Post by ElaineB on Sun Jul 06, 2014 12:47 pm

Hoosier Daddy by Ann McMan and Salem West.
This was OK. Well written, good characters, interesting plot, though I got tired of the slapstick--it got so you just knew every scene was going to end with Friday and El in an embarrassing position or with gunk all over them. And so many scenes were just people sitting around talking. Good characters, but not a lot of action. And not enough sex, if you can believe that. Too fade to black. I don’t need full details, but I’d like to know how she feels about it in the moment, not the next day, or not at all.

And just to prove I'm not completely turned against lesfic...

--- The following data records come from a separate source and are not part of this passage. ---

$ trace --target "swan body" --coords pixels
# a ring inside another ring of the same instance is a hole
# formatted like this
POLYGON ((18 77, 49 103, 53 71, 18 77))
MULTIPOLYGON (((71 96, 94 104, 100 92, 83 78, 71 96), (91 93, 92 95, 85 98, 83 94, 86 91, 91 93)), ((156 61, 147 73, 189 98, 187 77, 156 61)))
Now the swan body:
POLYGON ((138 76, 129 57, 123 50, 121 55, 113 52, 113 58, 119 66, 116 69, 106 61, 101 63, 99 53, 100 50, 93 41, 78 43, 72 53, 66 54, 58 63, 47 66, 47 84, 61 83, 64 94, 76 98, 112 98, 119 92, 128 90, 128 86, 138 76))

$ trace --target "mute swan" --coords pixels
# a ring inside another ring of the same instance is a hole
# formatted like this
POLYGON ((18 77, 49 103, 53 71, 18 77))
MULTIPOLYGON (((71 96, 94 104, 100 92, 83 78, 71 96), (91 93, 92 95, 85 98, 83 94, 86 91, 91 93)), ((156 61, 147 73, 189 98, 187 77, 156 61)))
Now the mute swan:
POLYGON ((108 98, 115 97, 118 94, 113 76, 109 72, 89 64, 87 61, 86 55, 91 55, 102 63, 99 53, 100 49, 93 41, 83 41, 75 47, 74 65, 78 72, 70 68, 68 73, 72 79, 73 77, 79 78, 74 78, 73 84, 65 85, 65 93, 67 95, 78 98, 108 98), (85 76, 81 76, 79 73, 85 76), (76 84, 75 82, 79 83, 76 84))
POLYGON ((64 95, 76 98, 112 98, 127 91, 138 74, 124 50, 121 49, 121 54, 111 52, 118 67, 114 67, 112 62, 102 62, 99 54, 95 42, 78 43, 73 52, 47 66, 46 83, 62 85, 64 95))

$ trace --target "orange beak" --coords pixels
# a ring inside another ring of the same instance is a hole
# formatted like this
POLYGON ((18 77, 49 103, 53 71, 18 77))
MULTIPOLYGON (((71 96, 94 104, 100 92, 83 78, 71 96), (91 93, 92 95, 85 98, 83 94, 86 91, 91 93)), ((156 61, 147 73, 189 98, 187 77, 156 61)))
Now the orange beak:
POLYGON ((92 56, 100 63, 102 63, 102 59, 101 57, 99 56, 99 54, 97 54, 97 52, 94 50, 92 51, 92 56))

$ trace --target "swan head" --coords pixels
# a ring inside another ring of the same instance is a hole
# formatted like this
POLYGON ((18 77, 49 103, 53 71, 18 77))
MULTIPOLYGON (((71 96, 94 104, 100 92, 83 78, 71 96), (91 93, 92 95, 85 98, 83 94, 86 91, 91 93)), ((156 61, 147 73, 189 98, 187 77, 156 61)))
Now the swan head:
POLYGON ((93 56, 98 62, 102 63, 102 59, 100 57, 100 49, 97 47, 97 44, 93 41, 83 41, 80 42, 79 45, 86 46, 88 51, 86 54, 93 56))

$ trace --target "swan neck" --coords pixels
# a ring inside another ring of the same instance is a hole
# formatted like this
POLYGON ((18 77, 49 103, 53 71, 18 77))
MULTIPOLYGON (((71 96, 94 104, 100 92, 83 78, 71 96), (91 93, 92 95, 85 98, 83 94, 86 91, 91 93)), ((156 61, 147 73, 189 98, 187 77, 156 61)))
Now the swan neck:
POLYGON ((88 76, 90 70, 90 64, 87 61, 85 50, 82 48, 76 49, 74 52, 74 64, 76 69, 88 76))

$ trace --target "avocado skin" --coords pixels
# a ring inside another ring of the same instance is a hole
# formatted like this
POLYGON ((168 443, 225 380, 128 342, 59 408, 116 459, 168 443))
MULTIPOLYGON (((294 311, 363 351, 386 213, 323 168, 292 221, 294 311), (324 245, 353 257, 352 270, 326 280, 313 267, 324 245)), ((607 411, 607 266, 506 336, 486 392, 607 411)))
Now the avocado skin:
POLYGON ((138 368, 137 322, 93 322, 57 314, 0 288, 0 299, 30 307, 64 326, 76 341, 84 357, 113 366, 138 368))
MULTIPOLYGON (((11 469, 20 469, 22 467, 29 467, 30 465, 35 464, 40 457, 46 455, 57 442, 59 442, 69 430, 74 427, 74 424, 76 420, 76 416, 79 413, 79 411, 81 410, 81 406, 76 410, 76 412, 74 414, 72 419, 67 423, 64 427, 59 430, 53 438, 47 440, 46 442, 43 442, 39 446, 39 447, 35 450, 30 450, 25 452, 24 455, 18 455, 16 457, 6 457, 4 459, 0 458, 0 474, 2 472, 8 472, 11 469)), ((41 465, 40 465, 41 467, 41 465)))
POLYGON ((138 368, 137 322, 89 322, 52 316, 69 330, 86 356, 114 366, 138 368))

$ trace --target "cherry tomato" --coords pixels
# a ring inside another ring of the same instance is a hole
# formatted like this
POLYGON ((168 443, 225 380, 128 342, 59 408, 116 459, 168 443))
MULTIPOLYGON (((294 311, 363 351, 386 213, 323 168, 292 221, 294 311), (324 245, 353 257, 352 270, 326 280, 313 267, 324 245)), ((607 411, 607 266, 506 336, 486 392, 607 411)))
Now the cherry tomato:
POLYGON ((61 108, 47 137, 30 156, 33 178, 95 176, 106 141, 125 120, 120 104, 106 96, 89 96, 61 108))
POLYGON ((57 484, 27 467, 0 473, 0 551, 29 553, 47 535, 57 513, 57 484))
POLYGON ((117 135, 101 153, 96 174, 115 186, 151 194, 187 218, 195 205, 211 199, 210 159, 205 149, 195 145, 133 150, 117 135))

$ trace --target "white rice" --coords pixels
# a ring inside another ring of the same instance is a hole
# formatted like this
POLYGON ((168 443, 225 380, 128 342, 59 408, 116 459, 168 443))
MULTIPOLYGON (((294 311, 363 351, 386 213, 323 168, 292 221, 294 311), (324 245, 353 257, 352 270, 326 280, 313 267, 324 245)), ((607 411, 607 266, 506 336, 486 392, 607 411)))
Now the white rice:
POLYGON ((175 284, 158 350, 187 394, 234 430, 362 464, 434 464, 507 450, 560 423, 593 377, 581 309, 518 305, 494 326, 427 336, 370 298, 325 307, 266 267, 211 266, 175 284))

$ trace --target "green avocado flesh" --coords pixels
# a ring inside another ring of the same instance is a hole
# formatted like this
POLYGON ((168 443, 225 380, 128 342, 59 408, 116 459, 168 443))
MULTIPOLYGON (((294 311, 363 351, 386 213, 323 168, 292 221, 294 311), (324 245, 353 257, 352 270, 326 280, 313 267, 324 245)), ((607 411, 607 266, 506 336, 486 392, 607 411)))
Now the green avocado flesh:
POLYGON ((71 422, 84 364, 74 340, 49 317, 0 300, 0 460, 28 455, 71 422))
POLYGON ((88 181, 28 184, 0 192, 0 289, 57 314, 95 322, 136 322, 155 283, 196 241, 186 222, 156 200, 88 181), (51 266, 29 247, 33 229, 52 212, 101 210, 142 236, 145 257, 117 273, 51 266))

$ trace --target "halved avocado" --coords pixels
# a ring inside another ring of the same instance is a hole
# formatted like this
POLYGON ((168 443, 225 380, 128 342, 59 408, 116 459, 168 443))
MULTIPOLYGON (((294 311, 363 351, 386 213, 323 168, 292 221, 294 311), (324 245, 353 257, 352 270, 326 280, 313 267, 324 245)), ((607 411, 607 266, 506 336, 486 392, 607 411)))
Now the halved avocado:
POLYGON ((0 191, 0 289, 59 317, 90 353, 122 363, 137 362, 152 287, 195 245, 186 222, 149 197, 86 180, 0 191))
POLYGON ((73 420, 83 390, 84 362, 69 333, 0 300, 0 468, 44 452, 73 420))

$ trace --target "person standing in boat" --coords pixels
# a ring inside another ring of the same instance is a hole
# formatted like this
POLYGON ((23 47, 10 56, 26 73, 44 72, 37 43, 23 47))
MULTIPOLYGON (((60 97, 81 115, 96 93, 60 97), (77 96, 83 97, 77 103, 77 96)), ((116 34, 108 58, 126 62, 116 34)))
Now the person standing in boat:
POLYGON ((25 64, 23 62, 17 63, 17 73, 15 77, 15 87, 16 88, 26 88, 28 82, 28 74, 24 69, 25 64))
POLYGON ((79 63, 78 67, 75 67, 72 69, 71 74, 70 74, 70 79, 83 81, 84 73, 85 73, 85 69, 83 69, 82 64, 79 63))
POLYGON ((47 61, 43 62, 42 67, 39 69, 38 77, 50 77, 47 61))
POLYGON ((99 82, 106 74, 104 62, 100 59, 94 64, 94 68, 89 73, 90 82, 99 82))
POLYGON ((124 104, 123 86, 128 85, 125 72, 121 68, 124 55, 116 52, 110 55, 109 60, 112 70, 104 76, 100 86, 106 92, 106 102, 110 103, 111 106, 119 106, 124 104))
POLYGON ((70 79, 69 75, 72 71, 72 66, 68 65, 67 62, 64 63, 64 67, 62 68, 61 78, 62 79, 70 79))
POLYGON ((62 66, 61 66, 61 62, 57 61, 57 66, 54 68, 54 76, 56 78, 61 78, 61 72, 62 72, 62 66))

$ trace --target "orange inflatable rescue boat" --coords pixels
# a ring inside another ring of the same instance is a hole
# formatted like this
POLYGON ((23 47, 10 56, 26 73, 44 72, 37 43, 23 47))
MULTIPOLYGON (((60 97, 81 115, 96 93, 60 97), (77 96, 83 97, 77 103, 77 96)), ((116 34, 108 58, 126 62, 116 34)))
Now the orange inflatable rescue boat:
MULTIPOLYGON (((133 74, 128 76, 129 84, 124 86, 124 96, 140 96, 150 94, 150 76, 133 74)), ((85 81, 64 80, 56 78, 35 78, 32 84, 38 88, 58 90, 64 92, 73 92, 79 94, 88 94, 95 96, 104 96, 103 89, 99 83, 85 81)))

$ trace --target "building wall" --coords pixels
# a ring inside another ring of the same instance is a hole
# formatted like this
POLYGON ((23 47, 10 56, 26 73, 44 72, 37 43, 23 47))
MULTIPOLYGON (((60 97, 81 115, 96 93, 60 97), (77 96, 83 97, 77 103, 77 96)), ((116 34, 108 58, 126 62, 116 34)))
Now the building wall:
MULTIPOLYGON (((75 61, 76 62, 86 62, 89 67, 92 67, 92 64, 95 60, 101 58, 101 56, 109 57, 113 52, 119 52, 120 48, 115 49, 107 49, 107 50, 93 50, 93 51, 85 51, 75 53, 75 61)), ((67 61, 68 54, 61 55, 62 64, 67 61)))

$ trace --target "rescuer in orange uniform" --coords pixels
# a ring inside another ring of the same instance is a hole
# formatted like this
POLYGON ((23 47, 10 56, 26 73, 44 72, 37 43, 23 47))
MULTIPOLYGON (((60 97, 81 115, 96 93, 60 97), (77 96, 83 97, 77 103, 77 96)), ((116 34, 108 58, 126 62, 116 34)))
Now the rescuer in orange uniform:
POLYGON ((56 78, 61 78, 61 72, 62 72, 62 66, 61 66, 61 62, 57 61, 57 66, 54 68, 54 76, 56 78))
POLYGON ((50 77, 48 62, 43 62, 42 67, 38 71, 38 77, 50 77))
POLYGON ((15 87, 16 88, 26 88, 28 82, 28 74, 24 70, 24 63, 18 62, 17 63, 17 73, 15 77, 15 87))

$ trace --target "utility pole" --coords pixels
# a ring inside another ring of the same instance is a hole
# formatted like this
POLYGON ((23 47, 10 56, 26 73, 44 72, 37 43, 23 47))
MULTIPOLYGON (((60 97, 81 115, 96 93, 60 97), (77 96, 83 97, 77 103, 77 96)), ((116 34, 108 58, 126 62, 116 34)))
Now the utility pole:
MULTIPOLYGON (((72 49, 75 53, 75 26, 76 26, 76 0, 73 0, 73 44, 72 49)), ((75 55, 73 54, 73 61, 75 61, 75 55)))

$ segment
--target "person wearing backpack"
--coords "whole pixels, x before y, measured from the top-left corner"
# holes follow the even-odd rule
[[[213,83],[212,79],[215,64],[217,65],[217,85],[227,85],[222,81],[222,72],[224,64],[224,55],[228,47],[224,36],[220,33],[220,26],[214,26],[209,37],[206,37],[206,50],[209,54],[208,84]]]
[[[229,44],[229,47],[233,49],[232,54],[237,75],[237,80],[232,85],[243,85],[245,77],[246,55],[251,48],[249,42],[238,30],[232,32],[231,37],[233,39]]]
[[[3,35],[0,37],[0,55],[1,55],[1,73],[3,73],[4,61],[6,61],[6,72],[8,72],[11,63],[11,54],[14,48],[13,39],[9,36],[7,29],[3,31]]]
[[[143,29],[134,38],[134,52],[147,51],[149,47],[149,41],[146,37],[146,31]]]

Curious Wine by Katherine V. Forest.
Wow. There’s a reason this has become a classic. It is excellent, with some of the best love scenes ever. If they’ve since become cliché, it’s only because of the poor imitations that followed. It has a Desert of the Heart vibe, maybe from the Nevada casino setting, just different time, different season, but the common thread of finding first true love. Sigh. I bought this sometime after its seventh printing in July 1991. By then, I was out to myself and had already had my heart broken. What I thought of it then, I don’t remember. I found it packed away in the basement and thought rereading it would be a quaint throwback to my misspent youth. And a challenge. Were the Naiads as bad as I remember? Far from it. The book holds its own through time. Snarky women who haven’t changed much through the decades, rotten men, and what it’s like to connect through love—the joy and terror. Sweet.